Is A “Settled Pastor” A Worthy Goal?
I grew up in the Church . . . in a preacher’s family. A network of preachers’ families, in fact. Generations of pastors and numerous aunts and uncles representing several denominations working in ministry.
It was not until recent years that I heard the term “settled pastor.” But then, fifty years ago, most pastors were settled. It was so much a part of what being a pastor meant that there was no special term.
Perhaps we hear the term today because the Church is hanging on to a relic of the past. These are unsettling times!
What is a “settled pastor”?
A “settled pastor” is a pastor who is called by the congregation with no term limitation. Sometimes it is called a “regularized” call.
It’s not something lay people think about much. They should. The concept can make or break their church and cause lay leaders a lot of heartache. And they won’t see it coming!
There was a time when pastors were assigned to a congregation or called by congregational vote. There they stayed, baptizing, marrying and burying generation after generation of the faithful. A pastor might leave to serve a richer parish or to suit personal goals. The only other reasons to leave were seriously bad behavior or conflict. Poor performance was rarely a reason. Congregations can eke by with a poor, but beloved, pastor for years as resources dwindle.
Redeemer Ambassadors visited one congregation recently that had the same pastor for 18 years. It declined steadily despite the fact that their neighborhood was vibrant. They closed the week after our visit.
They had a “settled pastor” but where did that get them?
The reason the term “settled pastor” is used more frequently is that the concept is becoming rare. Pastors rarely settle into their communities intending to stay for decades—even when they accept calls as “settled pastors.”
Some accept calls to small congregations as stepping stones, proving grounds. Others don’t want a long-term commitment or even a full-time commitment. Their personal lives demand flexibility. Many enter the ministry as second careers and anticipate retiring within a decade or so. They will never be seasoned, full-time pastors. Frequently, they become “interim pastors”—also a new term.
It is probably the growing use of “interim” pastors that the term “settled” has become prevalent. The concept of “interim ministry” is short-term help while congregations consider long-term candidates. Interims terms should be a few months. They are often well over a year—intentionally so. The better to keep the stable of pastors employed.
Consequently, the goal of calling a “settled pastor” is archaic and unfair to congregations who buy into the concept that the pastor they are calling is deeply committed.
The modern congregation is likely to be equally unsettled. Demographics within communities can shift every five years.
So why is the Church pretending that “ssettled pastors” are either the norm or a good idea?
The concept serves another purpose that is rarely stated.

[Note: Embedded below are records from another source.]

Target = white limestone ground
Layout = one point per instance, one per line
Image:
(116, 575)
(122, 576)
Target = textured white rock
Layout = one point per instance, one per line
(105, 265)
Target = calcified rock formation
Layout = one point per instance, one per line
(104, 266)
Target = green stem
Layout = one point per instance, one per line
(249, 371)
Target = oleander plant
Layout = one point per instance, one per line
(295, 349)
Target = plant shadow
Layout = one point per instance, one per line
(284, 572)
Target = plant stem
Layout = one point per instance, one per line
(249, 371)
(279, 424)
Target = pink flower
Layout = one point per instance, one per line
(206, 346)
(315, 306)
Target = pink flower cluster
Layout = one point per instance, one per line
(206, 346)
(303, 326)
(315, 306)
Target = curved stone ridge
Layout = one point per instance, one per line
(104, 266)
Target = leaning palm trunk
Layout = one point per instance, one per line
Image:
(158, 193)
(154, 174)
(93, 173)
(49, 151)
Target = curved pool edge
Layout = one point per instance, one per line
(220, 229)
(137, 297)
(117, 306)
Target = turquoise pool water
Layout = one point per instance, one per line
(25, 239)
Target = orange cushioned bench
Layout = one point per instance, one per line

Settled pastors have significant constitutional advantages for clergy and professional leadership. In the Lutheran Church, the settled pastor can leave a congregation at any time with only 30 days notice. However, if a congregation is unhappy, stagnant, achieving none of its goals, declining in giving and attendance and facing a fragile future, they cannot make a leadership change without taking a vote—a two-thirds vote. Usually, twenty percent of an organization plays significant leadership roles. So lay leaders must convince three times their number, from a pool of less committed members, that a change is in the best interest of the congregation.
Having a settled pastor in place, means a problem for the regional body has been solved. A pastor has a job for as long as he or she wants it. Neither the pastor nor the congregation will be knocking on their door for a while!
Church lay leaders must be very careful. Making any kind of demand on a settled pastor can signal war. It won’t be declared as such but lines will be drawn. The settled pastor can easily use his or her position within the congregation and community to subtly rally support. The war will be fought with gossip and innuendo. “Hush! Did you hear ….?”
Lay leaders may be acting with the future of the church in mind, but soon they may be seen as malcontents and troublemakers. “Poor pastor! What he or she has to put up with!”
Their reputations in the community may be strong enough to bear it, but their voice in the church will be filtered.
Congregations will be divided. Conflict may take a serious toll and years to resolve—whether or not the pastor stays.
Perhaps it is time for congregations to insist on term calls as the norm rather than the exception, so that the comfort and security of being a “settled pastor” does not lead a congregation into long-term decline. If a course correction can be made, the existing pastor will have incentive to lead—create and meet benchmarks—and not take their call for granted.
“Unsettled pastors” might be the right servants to lead today’s church.
It’s more work for hierarchy and less secure for clergy.
But then church work is always hard and insecure for the laity.